Hassan Blassim is a writer and film-maker who fled Saddam Hussein's Iraq and after 4 years on foot across Europe (writing all the way) settled in Finland, where he is still based. He has been published in English by Comma Press for nearly ten years. Hassan made the point that all across Europe 'international' literature festivals often mean work from North America or other parts of Europe, there is little African or Arabic literature available, so the Iraq+100 anthology was a good way of getting some Arabic stories translated into English.
The idea for the book arose in 2013, from the 10th anniversary of the invasion and most of the stories in it were written before Isis took Mosul in 2014 thus dramatically changing the narrative. Consequently the book was delayed until some stories dealing with the legacy of Isis had been written, but the result is a mixture of hopeful, dystopian, and satirical writing. Apparently all the writers were hesitant about setting work so far in the future, at first. Since the 1940s there has been a small sci-fi presence, mainly in Lebanon and Egypt, but there wasn't the nineteenth century industrial revolution in the Arab world that kickstarted the genre in Europe. Hassan's view also is that there have been so many conflicts in Iraq, everyone's writing is influenced by war and conflict and they don't have the luxury of sitting back and letting their imaginations run wild. "Peace is a great laboratory for imagination," he said.

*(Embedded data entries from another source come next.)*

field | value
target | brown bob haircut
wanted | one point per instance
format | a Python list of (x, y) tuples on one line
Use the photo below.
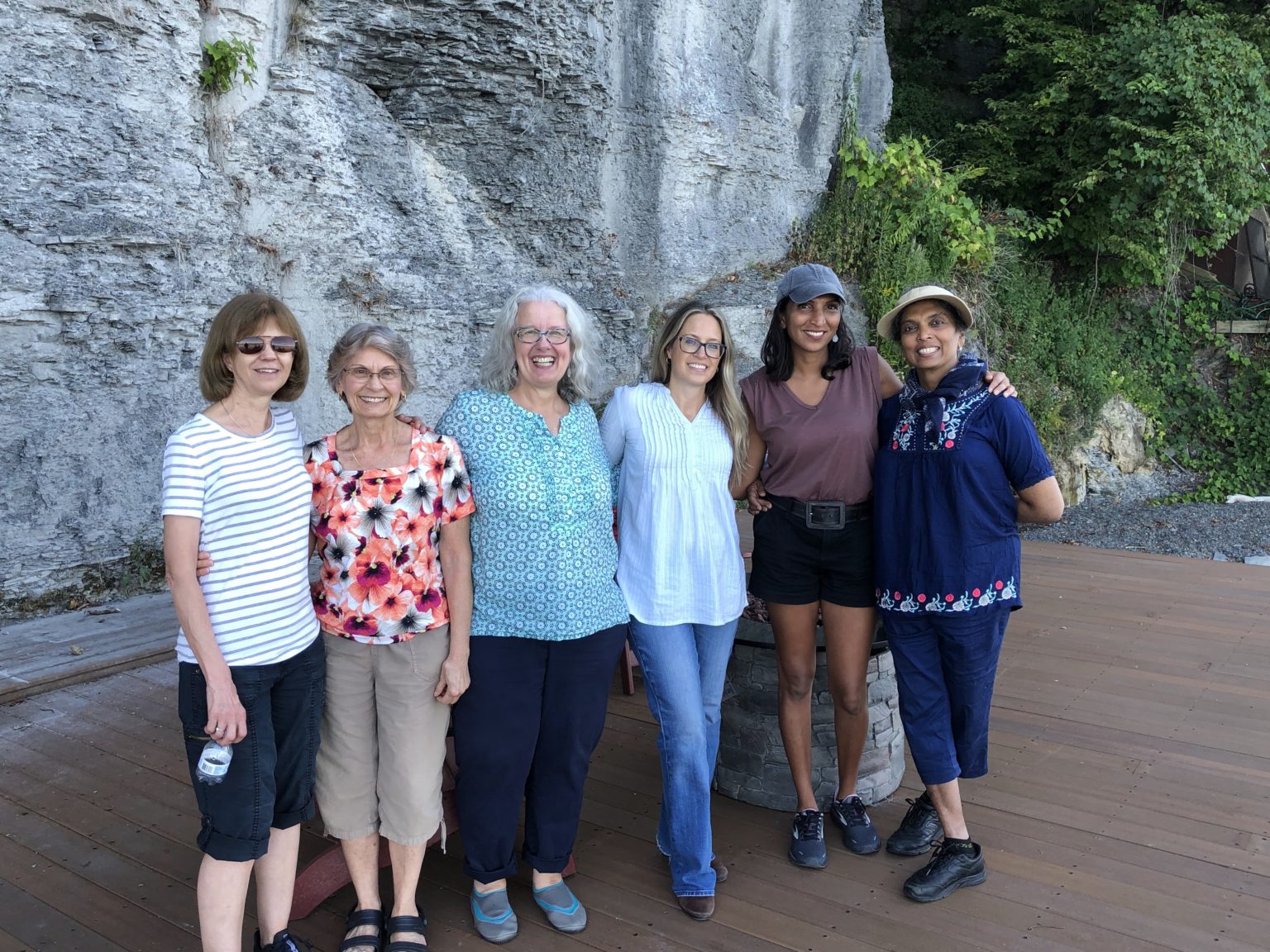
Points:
[(243, 317)]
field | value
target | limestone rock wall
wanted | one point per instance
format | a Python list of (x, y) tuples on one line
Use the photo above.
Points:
[(398, 161)]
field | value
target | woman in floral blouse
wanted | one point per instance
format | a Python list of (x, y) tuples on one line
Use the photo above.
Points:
[(549, 620), (389, 512)]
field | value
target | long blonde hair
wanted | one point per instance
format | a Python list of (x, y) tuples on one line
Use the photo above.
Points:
[(722, 391)]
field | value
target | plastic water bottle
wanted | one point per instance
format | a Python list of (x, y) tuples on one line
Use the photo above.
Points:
[(213, 763)]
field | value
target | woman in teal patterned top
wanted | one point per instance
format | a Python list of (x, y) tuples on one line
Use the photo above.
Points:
[(549, 620)]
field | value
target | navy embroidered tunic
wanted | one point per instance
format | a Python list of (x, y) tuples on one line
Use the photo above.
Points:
[(945, 536)]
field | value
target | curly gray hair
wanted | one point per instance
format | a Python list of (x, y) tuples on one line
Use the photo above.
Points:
[(364, 336), (582, 380)]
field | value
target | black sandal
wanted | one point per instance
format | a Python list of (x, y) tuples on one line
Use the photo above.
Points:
[(405, 923), (358, 918)]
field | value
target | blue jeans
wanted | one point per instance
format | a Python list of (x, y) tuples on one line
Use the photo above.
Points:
[(685, 667)]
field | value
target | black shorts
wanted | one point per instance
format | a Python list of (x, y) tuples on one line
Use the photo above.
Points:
[(270, 778), (794, 565)]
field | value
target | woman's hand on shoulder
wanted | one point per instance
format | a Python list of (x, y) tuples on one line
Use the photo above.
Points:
[(454, 681), (999, 383), (756, 499), (888, 381)]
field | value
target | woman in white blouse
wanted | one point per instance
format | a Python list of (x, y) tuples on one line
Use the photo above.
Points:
[(680, 440)]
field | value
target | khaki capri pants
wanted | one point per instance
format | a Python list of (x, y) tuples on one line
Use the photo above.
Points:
[(384, 739)]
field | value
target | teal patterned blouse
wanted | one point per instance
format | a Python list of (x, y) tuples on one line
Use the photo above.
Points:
[(544, 554)]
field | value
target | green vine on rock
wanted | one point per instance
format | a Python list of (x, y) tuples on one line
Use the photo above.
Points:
[(227, 60)]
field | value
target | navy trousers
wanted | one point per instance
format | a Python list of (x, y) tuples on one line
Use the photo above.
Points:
[(945, 668), (526, 730)]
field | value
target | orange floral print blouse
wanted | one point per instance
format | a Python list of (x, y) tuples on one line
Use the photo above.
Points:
[(377, 536)]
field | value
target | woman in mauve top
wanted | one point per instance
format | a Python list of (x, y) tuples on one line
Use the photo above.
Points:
[(813, 416)]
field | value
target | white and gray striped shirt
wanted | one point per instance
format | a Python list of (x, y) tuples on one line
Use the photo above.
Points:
[(678, 549), (253, 497)]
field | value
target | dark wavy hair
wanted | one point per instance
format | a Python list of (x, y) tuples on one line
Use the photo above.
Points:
[(779, 359)]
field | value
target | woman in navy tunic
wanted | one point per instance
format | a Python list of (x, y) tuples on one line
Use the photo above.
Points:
[(957, 470)]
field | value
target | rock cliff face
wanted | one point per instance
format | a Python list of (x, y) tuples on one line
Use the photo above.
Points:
[(397, 161)]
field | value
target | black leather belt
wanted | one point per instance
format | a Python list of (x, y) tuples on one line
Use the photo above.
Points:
[(824, 514)]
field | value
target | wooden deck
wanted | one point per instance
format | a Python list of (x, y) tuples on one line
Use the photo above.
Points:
[(1127, 807)]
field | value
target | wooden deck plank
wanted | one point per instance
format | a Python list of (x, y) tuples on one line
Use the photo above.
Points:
[(1128, 807), (41, 926)]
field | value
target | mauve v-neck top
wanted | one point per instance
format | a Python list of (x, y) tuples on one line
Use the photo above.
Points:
[(824, 451)]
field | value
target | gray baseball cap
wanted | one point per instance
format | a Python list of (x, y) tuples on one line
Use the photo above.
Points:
[(800, 284)]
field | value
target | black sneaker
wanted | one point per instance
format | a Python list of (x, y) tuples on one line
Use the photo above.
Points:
[(919, 831), (807, 840), (857, 831), (954, 864)]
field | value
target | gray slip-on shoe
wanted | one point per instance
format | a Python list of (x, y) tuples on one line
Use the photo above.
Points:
[(493, 916), (563, 909)]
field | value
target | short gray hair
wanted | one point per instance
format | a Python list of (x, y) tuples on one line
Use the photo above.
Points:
[(582, 381), (364, 336)]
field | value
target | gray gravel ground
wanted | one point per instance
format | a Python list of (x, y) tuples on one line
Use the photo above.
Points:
[(1234, 531)]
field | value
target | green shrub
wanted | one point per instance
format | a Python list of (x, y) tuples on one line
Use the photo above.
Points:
[(227, 60), (1141, 125), (1058, 343), (1210, 395)]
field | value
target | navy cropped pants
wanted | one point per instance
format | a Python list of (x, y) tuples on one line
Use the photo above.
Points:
[(526, 730), (945, 667)]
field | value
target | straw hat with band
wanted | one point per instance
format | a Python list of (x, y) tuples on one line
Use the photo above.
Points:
[(926, 293)]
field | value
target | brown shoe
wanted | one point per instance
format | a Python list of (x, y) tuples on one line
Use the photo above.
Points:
[(720, 869), (699, 908)]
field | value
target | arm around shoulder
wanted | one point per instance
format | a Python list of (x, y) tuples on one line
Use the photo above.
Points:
[(757, 450)]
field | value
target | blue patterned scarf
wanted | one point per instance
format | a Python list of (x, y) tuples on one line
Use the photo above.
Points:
[(960, 381)]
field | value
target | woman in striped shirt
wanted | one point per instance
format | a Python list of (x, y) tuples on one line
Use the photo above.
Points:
[(251, 665), (680, 440)]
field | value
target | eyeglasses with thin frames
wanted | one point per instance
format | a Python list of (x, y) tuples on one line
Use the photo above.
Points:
[(532, 336), (713, 348), (279, 345), (386, 374)]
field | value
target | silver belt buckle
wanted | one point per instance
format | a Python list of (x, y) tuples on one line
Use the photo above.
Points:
[(826, 516)]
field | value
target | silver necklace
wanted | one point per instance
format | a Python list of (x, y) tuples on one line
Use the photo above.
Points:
[(268, 419)]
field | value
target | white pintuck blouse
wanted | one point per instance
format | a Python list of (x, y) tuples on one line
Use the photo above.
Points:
[(678, 549)]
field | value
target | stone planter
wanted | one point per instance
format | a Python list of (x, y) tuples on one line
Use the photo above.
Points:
[(752, 764)]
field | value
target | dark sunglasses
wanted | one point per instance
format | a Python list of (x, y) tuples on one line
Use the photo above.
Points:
[(254, 345)]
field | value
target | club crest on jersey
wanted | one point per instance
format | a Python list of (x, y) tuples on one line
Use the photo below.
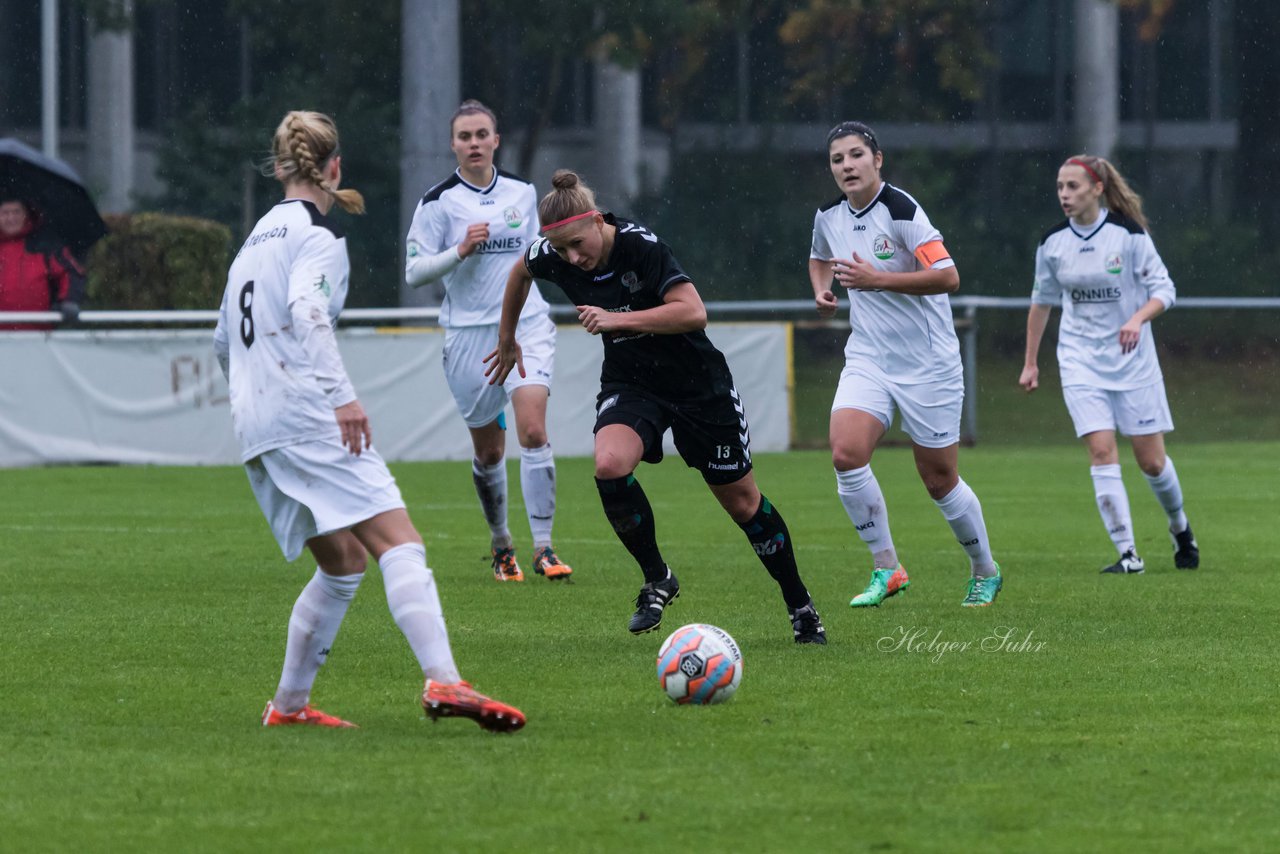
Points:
[(882, 247)]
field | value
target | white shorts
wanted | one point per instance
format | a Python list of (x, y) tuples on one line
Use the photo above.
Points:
[(465, 348), (931, 411), (319, 488), (1137, 411)]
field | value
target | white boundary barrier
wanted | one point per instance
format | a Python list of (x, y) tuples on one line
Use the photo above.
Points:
[(27, 420), (156, 396)]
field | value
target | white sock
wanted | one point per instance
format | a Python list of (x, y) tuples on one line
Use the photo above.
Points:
[(864, 502), (416, 608), (1114, 505), (538, 484), (963, 511), (1169, 493), (312, 626), (492, 488)]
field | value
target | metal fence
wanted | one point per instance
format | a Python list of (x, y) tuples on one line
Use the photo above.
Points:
[(965, 309)]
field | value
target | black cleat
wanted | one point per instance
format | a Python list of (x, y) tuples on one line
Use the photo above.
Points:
[(1129, 563), (807, 625), (654, 597), (1185, 551)]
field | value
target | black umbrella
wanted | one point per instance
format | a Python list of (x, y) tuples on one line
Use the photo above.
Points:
[(53, 188)]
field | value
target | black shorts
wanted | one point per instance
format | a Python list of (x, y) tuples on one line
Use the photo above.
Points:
[(711, 435)]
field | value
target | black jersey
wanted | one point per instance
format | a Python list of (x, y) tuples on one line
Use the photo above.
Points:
[(640, 269)]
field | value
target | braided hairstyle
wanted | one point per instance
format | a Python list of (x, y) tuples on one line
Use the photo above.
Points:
[(304, 144), (568, 197), (1116, 192)]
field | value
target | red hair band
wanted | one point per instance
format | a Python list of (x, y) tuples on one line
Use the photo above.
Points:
[(1080, 163), (567, 220)]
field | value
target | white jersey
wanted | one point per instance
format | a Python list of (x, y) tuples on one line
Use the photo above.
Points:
[(474, 290), (909, 338), (288, 279), (1101, 274)]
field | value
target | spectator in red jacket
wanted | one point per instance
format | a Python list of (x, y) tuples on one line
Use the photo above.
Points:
[(37, 273)]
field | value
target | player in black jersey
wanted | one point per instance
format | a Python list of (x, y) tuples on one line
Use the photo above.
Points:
[(661, 370)]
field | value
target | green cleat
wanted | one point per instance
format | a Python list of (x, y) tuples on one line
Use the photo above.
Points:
[(883, 584), (982, 592)]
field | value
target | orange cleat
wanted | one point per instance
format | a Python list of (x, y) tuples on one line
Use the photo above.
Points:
[(458, 699), (504, 567), (307, 716), (545, 562)]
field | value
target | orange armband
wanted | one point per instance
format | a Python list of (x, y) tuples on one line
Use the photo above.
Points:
[(932, 252)]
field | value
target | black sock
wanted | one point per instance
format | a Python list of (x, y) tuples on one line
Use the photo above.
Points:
[(772, 543), (627, 510)]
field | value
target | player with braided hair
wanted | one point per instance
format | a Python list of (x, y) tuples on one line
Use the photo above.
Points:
[(306, 441)]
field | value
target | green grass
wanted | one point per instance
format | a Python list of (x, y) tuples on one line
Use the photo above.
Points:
[(1211, 400), (145, 612)]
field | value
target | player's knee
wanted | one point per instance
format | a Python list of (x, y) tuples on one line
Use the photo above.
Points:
[(489, 455), (1152, 467), (351, 558), (533, 438), (940, 483)]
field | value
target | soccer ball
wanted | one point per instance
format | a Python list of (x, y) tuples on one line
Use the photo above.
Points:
[(699, 665)]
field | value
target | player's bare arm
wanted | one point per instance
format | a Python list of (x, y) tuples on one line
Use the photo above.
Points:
[(476, 234), (681, 311), (353, 424), (507, 355), (860, 274), (1036, 322), (821, 277)]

In Iraq, Hassan said, the 'official' writers are affiliated to government bodies and aren't free to write as they choose, though the most danger for writers there now comes from the religious militia and not the government. He is hopeful for the future as the rise of Isis has made it easier for writers, or young people on Facebook, to criticise religion and religious figures, which would have been unthinkable in 2006. Young people in Iraq are protesting weekly about religious governance, although that appetite for change is rarely (if ever) shown in Western media.
This was an eye-opening evening, which I think shows the importance of literature in translation for getting a true view of situations in other countries.